David Cassidy, La Migra e Uma Má Ideia


Vida de correspondente de guerra nem sempre é fácil. Situação preteou, cerco apertou e, saída pela esquerda, usando o Plano B, uma passagem comprada no paralelo em Manágua que trazia no bolso para alguma emergência. Corremos de madrugada para o aeroporto de San Salvador, eu e meu repórter fotográfico, ao sabermos do sumiço de 2 outros correspondentes. Ao amanhecer partia o trijato da Lanica, rumo à Cidade do México onde poderíamos relaxar e beber margueritas assistindo partidas de Hay-Alay.

Poderíamos, caso meu ilustre fotógrafo não tivesse a infantil ideia de subtrair um colete salva-vidas inflável que residia sob os bancos dos Boeings de antigamente. Eu só fiquei sabendo do deslize quando já era tarde demais. Estávamos em solo, dentro do aeroporto, onde acontecia um tumulto inimaginável causado pela chegada simultânea do maior fenômeno pop da época, em outro voo. Milhares de mexicanas adolescentes ensandecidas aguardavam aos gritos e prantos por David Cassidy, o cantor loirinho e bonitinho do seriado televisivo Família Dó Ré Mi. Ao passarmos pelo rebuliço causado pelas jovens endemoniadas, chegamos ao balcão de imigração, a não recomendável “La Migra Cucaracha”, onde apontaram para nossas mochilas exigindo ver o que havia dentro delas. Tudo OK com a minha e abriram a do fotógrafo e a primeira coisa a sair lá de dentro é o colete salva-vidas com o timbre da Lanica. O sujeito gordo, de cabelo gosmento, bigode espetado e traje escuro perguntou: “que es esto?” Eu espantado repeti a pergunta e meu ilustre colega se entregou dizendo que subtraiu do avião. Vai sair caro.
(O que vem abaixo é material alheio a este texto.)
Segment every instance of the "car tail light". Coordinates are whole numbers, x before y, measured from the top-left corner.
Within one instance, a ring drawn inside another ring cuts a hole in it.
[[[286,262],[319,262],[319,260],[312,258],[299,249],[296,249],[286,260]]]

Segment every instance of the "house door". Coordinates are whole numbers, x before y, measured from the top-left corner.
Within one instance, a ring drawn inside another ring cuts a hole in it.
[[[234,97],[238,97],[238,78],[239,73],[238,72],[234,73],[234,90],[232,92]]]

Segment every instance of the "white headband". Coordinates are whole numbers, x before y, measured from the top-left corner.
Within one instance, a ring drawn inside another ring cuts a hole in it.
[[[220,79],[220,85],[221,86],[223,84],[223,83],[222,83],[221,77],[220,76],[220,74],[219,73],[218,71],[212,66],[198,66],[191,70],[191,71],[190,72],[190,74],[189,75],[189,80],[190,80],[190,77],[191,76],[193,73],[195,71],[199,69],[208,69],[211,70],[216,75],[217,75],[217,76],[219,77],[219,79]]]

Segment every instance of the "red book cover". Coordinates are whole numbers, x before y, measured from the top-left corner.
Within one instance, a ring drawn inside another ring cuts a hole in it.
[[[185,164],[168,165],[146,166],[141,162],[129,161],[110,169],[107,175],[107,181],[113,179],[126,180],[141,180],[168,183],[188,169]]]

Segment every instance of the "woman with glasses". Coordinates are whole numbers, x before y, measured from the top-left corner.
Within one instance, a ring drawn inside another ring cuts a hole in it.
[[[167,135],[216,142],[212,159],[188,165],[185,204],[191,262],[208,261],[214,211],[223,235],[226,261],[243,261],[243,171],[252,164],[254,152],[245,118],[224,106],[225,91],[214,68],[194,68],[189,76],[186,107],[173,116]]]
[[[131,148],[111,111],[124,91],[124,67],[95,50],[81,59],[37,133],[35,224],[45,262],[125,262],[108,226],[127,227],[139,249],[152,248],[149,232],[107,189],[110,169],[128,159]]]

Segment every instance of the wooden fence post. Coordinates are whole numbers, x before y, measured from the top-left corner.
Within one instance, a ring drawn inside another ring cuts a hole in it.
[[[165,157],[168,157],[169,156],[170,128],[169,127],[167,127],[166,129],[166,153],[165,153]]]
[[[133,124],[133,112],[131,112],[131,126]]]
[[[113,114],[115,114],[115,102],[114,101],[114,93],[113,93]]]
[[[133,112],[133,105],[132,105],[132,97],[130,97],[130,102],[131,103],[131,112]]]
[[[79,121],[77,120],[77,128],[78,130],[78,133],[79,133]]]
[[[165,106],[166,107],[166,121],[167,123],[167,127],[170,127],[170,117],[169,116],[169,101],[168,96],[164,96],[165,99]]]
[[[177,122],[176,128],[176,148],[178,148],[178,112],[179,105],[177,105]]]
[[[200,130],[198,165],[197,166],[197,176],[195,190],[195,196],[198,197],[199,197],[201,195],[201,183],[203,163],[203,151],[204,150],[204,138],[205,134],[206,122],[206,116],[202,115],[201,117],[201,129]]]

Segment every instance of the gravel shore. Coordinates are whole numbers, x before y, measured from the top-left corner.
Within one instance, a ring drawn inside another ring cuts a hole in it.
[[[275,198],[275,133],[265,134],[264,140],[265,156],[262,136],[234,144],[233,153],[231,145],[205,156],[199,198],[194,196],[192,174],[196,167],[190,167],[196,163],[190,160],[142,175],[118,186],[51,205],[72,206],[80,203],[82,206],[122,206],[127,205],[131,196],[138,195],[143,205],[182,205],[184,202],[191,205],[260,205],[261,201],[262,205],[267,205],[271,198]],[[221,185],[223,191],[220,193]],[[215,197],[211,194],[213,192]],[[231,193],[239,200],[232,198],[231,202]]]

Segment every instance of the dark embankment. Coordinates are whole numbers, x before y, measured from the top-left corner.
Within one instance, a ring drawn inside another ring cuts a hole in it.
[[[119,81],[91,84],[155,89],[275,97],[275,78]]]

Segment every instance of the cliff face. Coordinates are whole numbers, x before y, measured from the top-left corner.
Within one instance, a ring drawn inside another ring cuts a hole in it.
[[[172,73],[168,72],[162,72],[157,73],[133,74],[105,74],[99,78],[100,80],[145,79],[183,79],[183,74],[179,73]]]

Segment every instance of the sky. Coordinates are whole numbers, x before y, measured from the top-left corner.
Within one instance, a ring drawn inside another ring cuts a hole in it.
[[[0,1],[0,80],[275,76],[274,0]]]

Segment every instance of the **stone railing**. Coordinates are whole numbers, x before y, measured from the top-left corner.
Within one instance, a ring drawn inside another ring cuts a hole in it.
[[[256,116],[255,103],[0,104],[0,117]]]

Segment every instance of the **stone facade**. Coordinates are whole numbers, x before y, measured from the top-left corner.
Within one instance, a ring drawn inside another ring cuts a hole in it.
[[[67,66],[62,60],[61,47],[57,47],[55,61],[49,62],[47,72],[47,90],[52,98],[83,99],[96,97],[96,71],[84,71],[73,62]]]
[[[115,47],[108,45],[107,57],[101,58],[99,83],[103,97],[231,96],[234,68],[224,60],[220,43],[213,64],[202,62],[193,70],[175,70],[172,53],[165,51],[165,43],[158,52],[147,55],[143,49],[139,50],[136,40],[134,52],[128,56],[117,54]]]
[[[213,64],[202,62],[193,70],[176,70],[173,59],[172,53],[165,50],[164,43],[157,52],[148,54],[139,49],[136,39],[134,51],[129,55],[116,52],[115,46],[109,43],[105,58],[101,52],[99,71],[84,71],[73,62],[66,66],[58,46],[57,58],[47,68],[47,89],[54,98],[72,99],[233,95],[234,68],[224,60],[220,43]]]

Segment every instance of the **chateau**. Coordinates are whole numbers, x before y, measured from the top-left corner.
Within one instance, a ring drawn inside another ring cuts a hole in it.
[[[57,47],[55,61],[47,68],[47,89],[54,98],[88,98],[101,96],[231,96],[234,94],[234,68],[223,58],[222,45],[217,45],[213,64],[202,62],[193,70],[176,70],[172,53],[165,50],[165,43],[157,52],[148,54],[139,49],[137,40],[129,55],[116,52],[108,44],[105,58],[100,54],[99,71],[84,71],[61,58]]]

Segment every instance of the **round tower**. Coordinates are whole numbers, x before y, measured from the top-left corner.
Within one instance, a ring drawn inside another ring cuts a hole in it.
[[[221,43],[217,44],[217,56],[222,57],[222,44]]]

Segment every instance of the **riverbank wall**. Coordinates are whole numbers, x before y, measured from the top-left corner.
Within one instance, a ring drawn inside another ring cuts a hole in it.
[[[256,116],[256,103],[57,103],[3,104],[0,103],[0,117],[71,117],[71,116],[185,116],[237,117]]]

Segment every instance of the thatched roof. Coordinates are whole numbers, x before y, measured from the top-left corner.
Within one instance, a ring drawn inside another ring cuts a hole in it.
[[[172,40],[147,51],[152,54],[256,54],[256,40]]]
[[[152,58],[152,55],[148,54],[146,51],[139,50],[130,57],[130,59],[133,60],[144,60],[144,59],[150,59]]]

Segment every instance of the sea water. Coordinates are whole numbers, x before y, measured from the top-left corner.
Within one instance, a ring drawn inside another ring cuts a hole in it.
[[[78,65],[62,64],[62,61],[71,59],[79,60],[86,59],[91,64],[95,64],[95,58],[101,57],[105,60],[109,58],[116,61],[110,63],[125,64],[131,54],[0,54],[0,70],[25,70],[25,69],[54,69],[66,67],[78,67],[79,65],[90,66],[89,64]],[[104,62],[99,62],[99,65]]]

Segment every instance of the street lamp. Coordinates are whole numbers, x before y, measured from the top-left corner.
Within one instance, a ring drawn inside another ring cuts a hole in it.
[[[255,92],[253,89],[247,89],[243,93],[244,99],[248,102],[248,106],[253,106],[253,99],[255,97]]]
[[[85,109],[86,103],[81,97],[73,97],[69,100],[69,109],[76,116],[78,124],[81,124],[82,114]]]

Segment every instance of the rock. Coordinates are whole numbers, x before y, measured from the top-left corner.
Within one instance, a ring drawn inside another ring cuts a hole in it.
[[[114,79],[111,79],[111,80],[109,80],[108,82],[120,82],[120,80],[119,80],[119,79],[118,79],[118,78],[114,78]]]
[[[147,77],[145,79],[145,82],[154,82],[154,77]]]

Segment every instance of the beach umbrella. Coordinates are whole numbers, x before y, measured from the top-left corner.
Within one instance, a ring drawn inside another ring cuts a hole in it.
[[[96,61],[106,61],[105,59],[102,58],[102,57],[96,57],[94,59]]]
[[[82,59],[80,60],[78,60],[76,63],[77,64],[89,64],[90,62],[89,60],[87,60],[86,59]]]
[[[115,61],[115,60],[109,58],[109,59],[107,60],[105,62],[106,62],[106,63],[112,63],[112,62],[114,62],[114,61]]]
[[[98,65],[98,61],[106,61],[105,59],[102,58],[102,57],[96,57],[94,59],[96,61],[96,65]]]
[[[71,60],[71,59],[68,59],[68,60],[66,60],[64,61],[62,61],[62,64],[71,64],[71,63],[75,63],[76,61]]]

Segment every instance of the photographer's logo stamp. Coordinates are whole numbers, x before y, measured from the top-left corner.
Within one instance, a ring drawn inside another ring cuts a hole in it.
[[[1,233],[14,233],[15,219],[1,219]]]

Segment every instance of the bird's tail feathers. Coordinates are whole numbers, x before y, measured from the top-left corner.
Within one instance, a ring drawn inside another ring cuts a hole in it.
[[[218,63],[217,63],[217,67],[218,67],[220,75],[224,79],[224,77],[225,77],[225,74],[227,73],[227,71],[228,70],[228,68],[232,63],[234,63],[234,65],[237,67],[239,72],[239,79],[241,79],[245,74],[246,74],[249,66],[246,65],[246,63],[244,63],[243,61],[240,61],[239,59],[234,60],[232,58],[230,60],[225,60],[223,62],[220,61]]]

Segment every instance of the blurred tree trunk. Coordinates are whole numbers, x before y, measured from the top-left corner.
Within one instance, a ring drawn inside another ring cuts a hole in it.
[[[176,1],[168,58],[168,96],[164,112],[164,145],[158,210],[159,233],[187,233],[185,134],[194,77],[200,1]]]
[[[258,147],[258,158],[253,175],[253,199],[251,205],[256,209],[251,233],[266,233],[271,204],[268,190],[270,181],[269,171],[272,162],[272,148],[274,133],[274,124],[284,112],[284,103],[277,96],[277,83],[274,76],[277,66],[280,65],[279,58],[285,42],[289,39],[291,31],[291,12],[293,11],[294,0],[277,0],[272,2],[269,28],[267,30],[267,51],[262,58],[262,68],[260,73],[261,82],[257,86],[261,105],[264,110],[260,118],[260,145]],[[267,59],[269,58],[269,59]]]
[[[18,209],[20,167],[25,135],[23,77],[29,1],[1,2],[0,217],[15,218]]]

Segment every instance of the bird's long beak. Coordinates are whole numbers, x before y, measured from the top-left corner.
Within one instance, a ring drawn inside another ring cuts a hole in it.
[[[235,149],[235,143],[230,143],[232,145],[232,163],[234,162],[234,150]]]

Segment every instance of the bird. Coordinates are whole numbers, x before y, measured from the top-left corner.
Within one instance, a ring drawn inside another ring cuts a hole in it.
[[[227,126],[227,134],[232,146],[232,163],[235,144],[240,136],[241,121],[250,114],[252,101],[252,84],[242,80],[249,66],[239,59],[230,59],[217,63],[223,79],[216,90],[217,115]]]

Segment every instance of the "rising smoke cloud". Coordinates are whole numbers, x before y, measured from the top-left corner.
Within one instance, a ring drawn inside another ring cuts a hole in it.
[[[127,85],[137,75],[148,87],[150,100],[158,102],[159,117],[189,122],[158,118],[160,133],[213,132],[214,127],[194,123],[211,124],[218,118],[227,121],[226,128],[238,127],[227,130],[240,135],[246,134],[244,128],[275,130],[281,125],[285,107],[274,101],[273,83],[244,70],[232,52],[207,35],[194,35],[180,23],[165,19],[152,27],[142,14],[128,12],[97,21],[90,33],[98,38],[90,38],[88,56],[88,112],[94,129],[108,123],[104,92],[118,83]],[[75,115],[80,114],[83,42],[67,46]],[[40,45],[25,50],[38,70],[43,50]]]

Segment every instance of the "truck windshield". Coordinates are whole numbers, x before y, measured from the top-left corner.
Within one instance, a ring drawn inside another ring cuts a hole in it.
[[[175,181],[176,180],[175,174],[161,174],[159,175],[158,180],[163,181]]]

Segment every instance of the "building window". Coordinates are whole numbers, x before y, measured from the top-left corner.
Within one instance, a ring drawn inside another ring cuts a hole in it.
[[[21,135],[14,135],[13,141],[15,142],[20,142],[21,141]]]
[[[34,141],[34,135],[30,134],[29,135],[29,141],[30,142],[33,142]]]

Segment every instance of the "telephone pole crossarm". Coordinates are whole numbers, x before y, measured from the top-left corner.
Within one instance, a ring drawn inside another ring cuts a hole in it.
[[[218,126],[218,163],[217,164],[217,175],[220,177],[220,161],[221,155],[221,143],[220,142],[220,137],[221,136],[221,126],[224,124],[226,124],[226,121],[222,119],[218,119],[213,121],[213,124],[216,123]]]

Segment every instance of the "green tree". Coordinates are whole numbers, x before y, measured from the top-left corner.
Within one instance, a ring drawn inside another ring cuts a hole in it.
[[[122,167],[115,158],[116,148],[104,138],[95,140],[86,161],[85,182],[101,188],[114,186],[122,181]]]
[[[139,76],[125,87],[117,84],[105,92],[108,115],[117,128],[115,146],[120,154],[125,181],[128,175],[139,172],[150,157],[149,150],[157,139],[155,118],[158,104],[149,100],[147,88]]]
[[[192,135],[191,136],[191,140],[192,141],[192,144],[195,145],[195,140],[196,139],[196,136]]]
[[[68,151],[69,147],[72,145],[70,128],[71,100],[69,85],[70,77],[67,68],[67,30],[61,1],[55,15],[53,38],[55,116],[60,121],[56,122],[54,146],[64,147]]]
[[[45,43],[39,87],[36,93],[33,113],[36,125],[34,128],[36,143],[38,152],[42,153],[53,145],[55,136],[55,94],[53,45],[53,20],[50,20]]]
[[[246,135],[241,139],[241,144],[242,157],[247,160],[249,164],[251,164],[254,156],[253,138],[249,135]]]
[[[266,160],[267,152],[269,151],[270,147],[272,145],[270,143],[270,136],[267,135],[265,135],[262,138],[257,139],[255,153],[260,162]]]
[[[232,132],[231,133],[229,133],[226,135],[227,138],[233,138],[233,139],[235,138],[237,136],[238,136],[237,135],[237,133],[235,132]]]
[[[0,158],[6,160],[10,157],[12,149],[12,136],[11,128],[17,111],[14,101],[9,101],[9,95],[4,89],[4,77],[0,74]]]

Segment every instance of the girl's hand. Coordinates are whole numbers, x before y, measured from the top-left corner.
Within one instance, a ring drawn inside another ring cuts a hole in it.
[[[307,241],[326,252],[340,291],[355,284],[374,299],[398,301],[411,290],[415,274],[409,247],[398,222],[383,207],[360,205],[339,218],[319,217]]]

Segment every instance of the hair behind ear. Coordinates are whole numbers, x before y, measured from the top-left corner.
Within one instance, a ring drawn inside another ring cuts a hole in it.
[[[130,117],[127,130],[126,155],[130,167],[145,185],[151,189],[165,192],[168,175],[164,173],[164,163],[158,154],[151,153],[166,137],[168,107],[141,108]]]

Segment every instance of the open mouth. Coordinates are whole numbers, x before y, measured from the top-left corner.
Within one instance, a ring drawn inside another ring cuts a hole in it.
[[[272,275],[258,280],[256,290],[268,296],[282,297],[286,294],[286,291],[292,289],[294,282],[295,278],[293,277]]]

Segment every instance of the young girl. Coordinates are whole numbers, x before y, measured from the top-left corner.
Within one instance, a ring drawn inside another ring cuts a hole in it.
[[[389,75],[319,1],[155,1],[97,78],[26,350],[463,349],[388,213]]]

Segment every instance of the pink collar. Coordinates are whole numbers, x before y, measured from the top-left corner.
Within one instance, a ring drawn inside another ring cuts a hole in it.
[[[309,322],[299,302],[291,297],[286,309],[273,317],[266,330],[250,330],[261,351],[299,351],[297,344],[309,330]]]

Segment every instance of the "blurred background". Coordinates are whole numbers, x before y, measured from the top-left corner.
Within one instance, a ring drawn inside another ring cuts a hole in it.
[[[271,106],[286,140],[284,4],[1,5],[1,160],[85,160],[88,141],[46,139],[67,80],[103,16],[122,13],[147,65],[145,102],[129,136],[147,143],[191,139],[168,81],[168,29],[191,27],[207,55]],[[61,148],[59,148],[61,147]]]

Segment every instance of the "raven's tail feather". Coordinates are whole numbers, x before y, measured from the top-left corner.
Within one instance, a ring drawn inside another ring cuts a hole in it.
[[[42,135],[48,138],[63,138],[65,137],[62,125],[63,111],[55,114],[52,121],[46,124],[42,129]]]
Fui obrigado a sair da sala enquanto pensava numa maneira de livrar o amigo daquele enrosco, pois nenhum de nós carregava dinheiro pra aliviar a encrenca. Antes de sair notei que do outro lado da sala havia uma porta para o saguão de saída do aeroporto. De volta ao tumulto assustador, reparo que David Cassidy vem chegando com 2 seguranças que estavam prestes a serem esmagados pelas milhares de tietes loucas pra dar uns pegas no popstar. O olhar transtornado dele e dos guarda-costas era de puro pavor. Pensei rápido e agi de uma vez só para salvar a pele do ídolo e livrar nosso repórter do apuro com “la migra”. Abracei o loirinho, olhei para os seguranças e gritei: “venham comigo; sei de um caminho que vai salvar vocês”. Dei um pé na porta da sala de onde havia sido expulso momentos antes e sob o olhar espantado dos agentes de “la migra” adentrei com o americano de olhos azuis debaixo do braço e aquele dois armários por trás. Gritei aos federais que fechassem a porta e tentassem conter as milhares de fãs enquanto eu salvava nosso ídolo, qual retirei por aquela porta que dava saída para o saguão, evidentemente arrastando meu fotógrafo junto. Ao sairmos, fechei a porta, ordenei aos guarda-costas que não deixassem ninguém passar por ali, conduzi nosso artista a uma cabine telefônica no saguão antes que ele fosse reconhecido e pedi a ele que ligasse para seus contatos e NÃO saísse dali. Peguei o fotógrafo pelo braço e rapamos pra fora do aeroporto, quando pára um taxi a nossa frente e dele sai meu irmão, que me entrega uma chave e diz que havia esquecido de entregar no hostel, para onde eu devia voltar no mesmo taxi e usar a mesma chave de acesso, sem falar que ele havia ido embora, pois perderia o local, onde a fila de espera era grande. No caminho para a liberdade enchi meu prezado de colega de catiripapos corretivos, enquanto o motorista dava risadas. 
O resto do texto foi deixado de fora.